Trouble-fêtes, les artifices ? Utilisés sans précaution, ils peuvent entraîner des dégâts très sérieux, principalement sur les mains de leurs utilisateurs. Si aucune classification ne répertorie le nombre d'accidents à la suite des festivités du 14 juillet ou du Nouvel An, des dizaines de fêtards arrivent chaque année aux urgences, sévèrement mutilés. « C'est très aléatoire, explique Dr Alexandre Kilinc, secrétaire général du réseau Prévention main, qui exerce aujourd'hui en libéral. En 2012, plus d'une quarantaine de blessés ont été opérés rien qu'en Ile-de-France le 14 juillet. L'année suivante, ils étaient une vingtaine. » Active sur toute la région Île-de-France, Prévention main réunit chirurgiens, kinésithérapeutes, psychologues afin de prendre en charge les victimes d'un traumatisme ou d'une pathologie professionnelle du membre supérieur. Suivi psychologique et encadrement médico-social sont assurés gratuitement.

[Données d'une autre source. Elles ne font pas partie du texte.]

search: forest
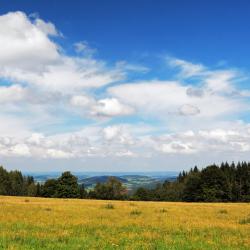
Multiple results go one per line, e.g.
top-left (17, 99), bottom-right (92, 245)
top-left (0, 162), bottom-right (250, 202)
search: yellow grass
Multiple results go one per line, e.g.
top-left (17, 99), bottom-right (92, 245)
top-left (0, 196), bottom-right (250, 250)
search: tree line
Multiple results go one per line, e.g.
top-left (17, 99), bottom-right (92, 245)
top-left (0, 162), bottom-right (250, 202)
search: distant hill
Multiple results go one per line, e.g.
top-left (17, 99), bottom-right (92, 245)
top-left (27, 172), bottom-right (178, 192)
top-left (79, 175), bottom-right (128, 188)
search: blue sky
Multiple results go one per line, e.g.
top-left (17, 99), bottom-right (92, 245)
top-left (0, 0), bottom-right (250, 171)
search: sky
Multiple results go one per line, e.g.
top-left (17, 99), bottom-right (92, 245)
top-left (0, 0), bottom-right (250, 172)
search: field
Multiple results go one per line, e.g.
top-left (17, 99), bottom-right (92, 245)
top-left (0, 196), bottom-right (250, 250)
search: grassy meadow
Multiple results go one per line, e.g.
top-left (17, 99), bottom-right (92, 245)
top-left (0, 196), bottom-right (250, 250)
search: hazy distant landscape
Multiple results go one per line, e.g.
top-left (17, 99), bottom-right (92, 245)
top-left (29, 171), bottom-right (179, 191)
top-left (0, 0), bottom-right (250, 250)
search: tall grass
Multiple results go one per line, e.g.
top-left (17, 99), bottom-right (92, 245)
top-left (0, 196), bottom-right (250, 250)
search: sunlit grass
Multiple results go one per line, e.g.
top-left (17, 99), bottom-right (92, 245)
top-left (0, 197), bottom-right (250, 250)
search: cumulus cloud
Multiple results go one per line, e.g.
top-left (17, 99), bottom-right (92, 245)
top-left (0, 12), bottom-right (250, 168)
top-left (179, 104), bottom-right (200, 115)
top-left (91, 98), bottom-right (134, 117)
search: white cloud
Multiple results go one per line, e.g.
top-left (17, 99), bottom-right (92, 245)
top-left (91, 98), bottom-right (134, 117)
top-left (0, 12), bottom-right (250, 170)
top-left (179, 104), bottom-right (200, 115)
top-left (0, 85), bottom-right (27, 104)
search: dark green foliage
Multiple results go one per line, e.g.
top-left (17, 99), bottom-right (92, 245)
top-left (41, 179), bottom-right (58, 198)
top-left (57, 171), bottom-right (80, 198)
top-left (0, 162), bottom-right (250, 202)
top-left (132, 162), bottom-right (250, 202)
top-left (0, 167), bottom-right (37, 196)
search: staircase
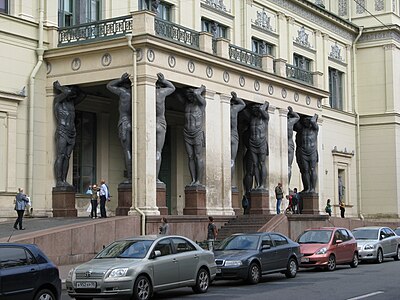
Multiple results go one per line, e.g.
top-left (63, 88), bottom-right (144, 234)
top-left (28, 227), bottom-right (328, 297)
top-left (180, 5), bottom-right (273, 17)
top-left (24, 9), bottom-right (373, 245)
top-left (217, 215), bottom-right (274, 241)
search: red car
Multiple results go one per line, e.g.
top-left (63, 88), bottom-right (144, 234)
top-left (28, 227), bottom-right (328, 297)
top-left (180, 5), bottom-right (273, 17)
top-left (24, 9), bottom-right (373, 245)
top-left (297, 227), bottom-right (358, 271)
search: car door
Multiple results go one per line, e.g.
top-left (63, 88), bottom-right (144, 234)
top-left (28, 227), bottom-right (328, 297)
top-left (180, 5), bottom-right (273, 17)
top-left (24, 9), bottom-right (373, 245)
top-left (153, 238), bottom-right (179, 286)
top-left (171, 237), bottom-right (200, 282)
top-left (0, 247), bottom-right (39, 299)
top-left (271, 233), bottom-right (290, 269)
top-left (260, 234), bottom-right (277, 273)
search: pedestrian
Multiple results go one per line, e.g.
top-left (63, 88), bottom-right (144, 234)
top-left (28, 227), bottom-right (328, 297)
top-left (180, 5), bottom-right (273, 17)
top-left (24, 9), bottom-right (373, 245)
top-left (207, 216), bottom-right (218, 251)
top-left (159, 217), bottom-right (169, 235)
top-left (90, 184), bottom-right (99, 219)
top-left (292, 188), bottom-right (300, 214)
top-left (99, 179), bottom-right (110, 218)
top-left (275, 182), bottom-right (283, 215)
top-left (325, 199), bottom-right (332, 216)
top-left (339, 201), bottom-right (346, 218)
top-left (14, 188), bottom-right (29, 230)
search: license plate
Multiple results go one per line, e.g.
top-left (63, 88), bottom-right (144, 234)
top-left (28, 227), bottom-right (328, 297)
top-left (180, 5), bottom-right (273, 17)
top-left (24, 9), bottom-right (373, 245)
top-left (301, 257), bottom-right (310, 262)
top-left (76, 281), bottom-right (96, 289)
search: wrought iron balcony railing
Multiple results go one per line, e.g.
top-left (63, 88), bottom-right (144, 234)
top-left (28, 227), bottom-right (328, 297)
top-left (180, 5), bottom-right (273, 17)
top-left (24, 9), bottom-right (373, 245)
top-left (58, 15), bottom-right (132, 46)
top-left (286, 64), bottom-right (314, 85)
top-left (154, 18), bottom-right (200, 49)
top-left (229, 45), bottom-right (262, 69)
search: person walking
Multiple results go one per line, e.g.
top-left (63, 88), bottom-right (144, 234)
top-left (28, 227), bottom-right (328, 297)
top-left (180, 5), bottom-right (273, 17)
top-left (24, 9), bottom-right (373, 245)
top-left (14, 188), bottom-right (29, 230)
top-left (275, 182), bottom-right (283, 215)
top-left (160, 217), bottom-right (169, 235)
top-left (99, 179), bottom-right (110, 218)
top-left (90, 184), bottom-right (99, 219)
top-left (339, 201), bottom-right (346, 218)
top-left (207, 216), bottom-right (218, 251)
top-left (325, 199), bottom-right (332, 216)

Des lésions parfois irréversibles
Les explosifs provoquent une détonation due à un souffle, une chaleur. Ce souffle blesse et provoque des lésions majeures, parfois irréversibles, allant jusqu'à l'amputation de la main. « En 2012, un père de famille a perdu tous les doigts de sa main droite, confie Dr Kilinc. Dans de nombreux cas, le pouce est écarté du reste de la main. Les muscles à la base du doigt sont arrachés. Les nerfs peuvent également être brûlés. » À la fois sensitives et motrices, les séquelles sont souvent irréversibles ou nécessitent de longues périodes de rééducation.
La main, organe effecteur et fragile
Le réseau de prévention constate que la plupart des personnes blessées par les pétards sont des adolescents ou des enfants mal accompagnés. Les accidents dramatiques dus à une mauvaise utilisation d'explosifs engendrent alors de lourdes conséquences en termes de projets, d'estime de soi et de vie professionnelle. « À 15 ans, vous commencez à penser au métier que vous souhaitez exercer. Une main handicapée réduit les options possibles et induit une grande remise en question, affirme le chirurgien. Chez les adultes, certains blessés doivent penser à un reclassement professionnel. » « Le handicap de la main est souvent très mal vécu, ajoute-t-il. La main est un organe effecteur qui permet l'action. C'est un outil de travail et un instrument. Lorsqu'elle se trouve mutilée, les séquelles psychologiques sont sévères et le besoin de soutien plus important. »
Appui stable et périmètre de sécurité
Une méconnaissance de la dangerosité des produits contenus dans les explosifs mène droit à l'accident. Les substances pyrotechniques très néfastes, employées avec négligence, font d'ailleurs l'objet d'une législation précise en France ; seuls les pétards de la catégorie K1 sont autorisés. Pour ces raisons, Prévention main conseille vivement de ne jamais se procurer un artifice illégalement. L'organisme recommande de ne jamais tenir l'explosif dans la main, de l'utiliser dans un terrain spacieux ou isolé (ou de définir un périmètre de sécurité) et de ne jamais le projeter en direction d'un individu. Il est également conseillé de placer l'artifice sur une surface d'appui stable, d'anticiper les conditions météorologiques, de ne jamais placer son visage au-dessus du pétard et de s'écarter le plus vite possible de la mèche après sa mise à feu.
Jamais à portée des enfants
Le réseau de prévention insiste par ailleurs sur le fait de ne pas laisser les explosifs à portée des enfants et de respecter une distance minimale de sécurité. « Les personnes passionnées par l'utilisation de pétards respectent toutes ces conditions. Elles se filment, trouvent des terrains isolés qui ne risquent pas de faire des dégâts sur autrui. Sinon, les accidents arrivent trop vite et mènent à des conflits », déplore Dr Kilinc, qui mène des actions de sensibilisation en entreprise et en milieu scolaire. Pour laisser exploser sa joie correctement, il s'agit donc de manipuler les artifices avec minutie et précaution.